Первая, кто встречает нас у ворот дворца — Марта. И ни одна придворная тварь не рискует покуситься на ее привилегию. Понимают уже, что я их всех на скотобойню отправлю, если мою няню хоть словом зацепят. За спиной, конечно, шепчутся, но гордости у некромантов на два десятка человек хватит. Так что не замечает их Марта привычно. А уж раденорские то попугаи али риолонские — неважно.
Спрыгиваю с коня и крепко обнимаю няню.
— Марта…
— Сынок… — это тихо — тихо, только для меня. И уже громко. — Ваше величество, добро пожаловать домой.
Отпускаю няню, чуть смущенно улыбаюсь, поводя глазами на Иннис. Марта прищуривается. Иннис легко спрыгивает с лошади, не дожидаясь помощи от кого‑нибудь из придворных, чуть смущенно улыбается.

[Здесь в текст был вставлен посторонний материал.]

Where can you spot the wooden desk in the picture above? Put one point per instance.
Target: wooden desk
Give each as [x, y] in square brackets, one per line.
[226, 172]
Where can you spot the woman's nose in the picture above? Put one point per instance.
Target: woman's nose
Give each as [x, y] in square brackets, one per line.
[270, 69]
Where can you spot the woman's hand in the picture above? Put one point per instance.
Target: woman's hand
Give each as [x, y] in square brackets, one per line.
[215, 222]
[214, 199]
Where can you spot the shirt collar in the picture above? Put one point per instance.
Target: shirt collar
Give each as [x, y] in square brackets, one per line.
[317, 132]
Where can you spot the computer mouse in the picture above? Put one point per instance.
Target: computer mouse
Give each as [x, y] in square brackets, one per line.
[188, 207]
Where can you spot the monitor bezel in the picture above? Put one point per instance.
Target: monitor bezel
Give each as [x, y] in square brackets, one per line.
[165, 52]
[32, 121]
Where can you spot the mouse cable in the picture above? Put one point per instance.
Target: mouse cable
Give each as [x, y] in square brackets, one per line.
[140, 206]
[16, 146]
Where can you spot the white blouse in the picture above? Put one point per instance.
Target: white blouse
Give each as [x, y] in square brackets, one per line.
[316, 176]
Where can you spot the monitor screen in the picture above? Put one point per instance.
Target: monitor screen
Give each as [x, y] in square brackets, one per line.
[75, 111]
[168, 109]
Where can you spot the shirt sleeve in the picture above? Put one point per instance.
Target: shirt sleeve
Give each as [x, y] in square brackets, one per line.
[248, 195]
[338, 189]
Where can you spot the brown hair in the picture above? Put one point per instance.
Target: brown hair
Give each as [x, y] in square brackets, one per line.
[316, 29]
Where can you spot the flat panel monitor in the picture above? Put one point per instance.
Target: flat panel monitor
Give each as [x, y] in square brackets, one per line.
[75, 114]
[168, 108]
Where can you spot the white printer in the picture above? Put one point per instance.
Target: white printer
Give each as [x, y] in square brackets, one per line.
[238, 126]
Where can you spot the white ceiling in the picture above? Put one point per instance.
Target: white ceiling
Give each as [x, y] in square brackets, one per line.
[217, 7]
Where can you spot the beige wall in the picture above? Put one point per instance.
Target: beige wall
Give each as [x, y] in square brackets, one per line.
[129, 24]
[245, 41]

Взгляд Марты остается таким же сосредоточенным. Радоваться она не спешит, слишком хорошо ей памятна Карли. Иннис выпрямляется. Два черных взгляда скрещиваются так, что мне слышится звон мечей.
Посмотрим еще, что ты за птица такая, — читается в глазах Марты.
Я признаю твое право, но уступать не собираюсь, — отчетливо написано на лице Иннис.
В этой ситуации я могу только подозвать канцлера, крепко пожать ему руку, благодаря за заботу о Раденоре — и приказать устроить всех приехавших во дворце. А меня проводить к телу жены.
* * *
Дариола отлично сохранилась. Бальзамирование творит чудеса. И нельзя ничего увидеть под раззолоченным платьем. Смерть придала ей достоинство, которого так не хватало в жизни.
Жалость?
Нет, это не обо мне. Да и чувство вины меня не мучает. Скорее, облегчение. Останься она жива — и как бы мы с Иннис…
Если бы не ее предательство, я не встретил бы Иннис. Никогда не знаешь, что будет внутри раковины — дохлый моллюск или жемчужина? Казалось бы, подлость, предательство, убийство, но зато я нашел Инни.
Стою на коленях и делаю вид, что молюсь. В храм проскальзывает Шимарис.
— Ваше величество, не стоит изображать скорбь там, где нет зрителей.
— Напрашиваетесь, светлый?
Шимарис усмехается.
— Ваше величество, не стоит. Я вижу, что происходит между вами и графиней Андаго. Люби вы жену — новое чувство не вспыхнуло бы так скоро.